37 En op den laatsten dag, zijnde de grote dag van het feest, stond Jezus en riep, zeggende: Zo iemand dorst, die kome tot Mij en drinke.
Lino mubuzuba bwakumaninsya, izuba pati lyepobwe, Jesu wakanyampuka akompolola, kati, “Na umwi wafwa inyota, abole kulindime anywe.”
38 Die in Mij gelooft, gelijkerwijs de Schrift zegt, stromen des levenden waters zullen uit zijn buik vloeien.
Umwi awumwi usyoma mulindime, mbuli melembe mbawamba, milonga yamanzi mawumi iyoyenda mwida lyakwe.”
39 (En dit zeide Hij van den Geest, Denwelken ontvangen zouden, die in Hem geloven; want de Heilige Geest was nog niet, overmits Jezus nog niet verheerlijkt was.)
Pesi wakamba ezi mumuuya, kulibabo basyoma mulinguwe bayotambula, Muuya tewakayinapegwa pe nkambo Jesu talina lemesegwa pe.
40 Velen dan uit de schare, deze rede horende, zeiden: Deze is waarlijk de Profeet.
Bamwi benkamu, nibakamvwa ayamajwi, bakamba kuti, “Inchobeni oyu musinsimi.”
41 Anderen zeiden: Deze is de Christus. En anderen zeiden: Zal dan de Christus uit Galilea komen?
Bamwi bakati, “oyu nguKkilisitu.” Pesi bamwi bakati Kkilisitu inga ulazwa mu Galili?
42 Zegt de Schrift niet, dat de Christus komen zal uit den zade Davids, en van het vlek Bethlehem, waar David was?
Malembe sa tawambi kuti Kkilisitu ulazwa kulunyungu lwa Davidi alimwi kuzwa ku Betelehema, kumunzi Davida nkwakali kuzwa?”
43 Er werd dan tweedracht onder de schare, om Zijnentwil.
Aboobo kwakaba kwaanzana akati kankamu nkambo kanguwe.
44 En sommigen van hen wilden Hem grijpen; maar niemand sloeg de handen aan Hem.
Bamwi bakayandide kumwaanga, pesi takwe wakabikka manza alinguwe.
45 De dienaars dan kwamen tot de overpriesters en Farizeen; en die zeiden tot hen: Waarom hebt gij Hem niet gebracht?
Mpawo bamapulisa bakabola kubapati babapayizi aba Falisi, bakati kulimbabo “kwabanzi nimwatamweta?”
46 De dienaars antwoordden: Nooit heeft een mens alzo gesproken, gelijk deze Mens.
Bamapulisa bakasandula kuti, “Takwe naba omwe wakali wambula abo.”
47 De Farizeen dan antwoordden hun: Zijt ook gijlieden verleid?
Aboobo ba Falisi bakasandula, andinywe mwenwa na?
48 Heeft iemand uit de oversten in Hem geloofd, of uit de Farizeen?
Kulumwi na akati kabendelezi wasyoma mulinguwe, nikuba kuba Falisi?
49 Maar deze schare, die de wet niet weet, is vervloekt.
Pesi eyi inkamu intaanzi mulawu, ulitukidwe.”
50 Nicodemus zeide tot hen, welke des nachts tot Hem gekomen was, zijnde een uit hen:
Nikkodimasi (umwi wabaFalisi wakasika akufwambana) wakati kulimbabo.
51 Oordeelt ook onze wet den mens, tenzij dat zij eerst van hem gehoord heeft, en verstaat, wat hij doet?

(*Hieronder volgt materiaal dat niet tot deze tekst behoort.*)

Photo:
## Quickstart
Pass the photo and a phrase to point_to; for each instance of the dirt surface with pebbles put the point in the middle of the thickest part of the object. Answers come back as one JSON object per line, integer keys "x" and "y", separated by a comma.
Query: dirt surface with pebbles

Mulawu wesu ulabeteka na muntu katutanaswilila na kulinguwe akuziba nzyachita?”
52 Zij antwoordden en zeiden tot hem: Zijt gij ook uit Galilea? Onderzoek en zie, dat uit Galilea geen profeet opgestaan is.
Bakamusandula bati kulinguwe, “ayebo uzwa ku Galili na? Langula ubone kuti takwe musinsimi uzwaku Galili.”
53 En een iegelijk ging heen naar zijn huis.
Mpawo umwi awumwi wakaya kung'anda yakwe.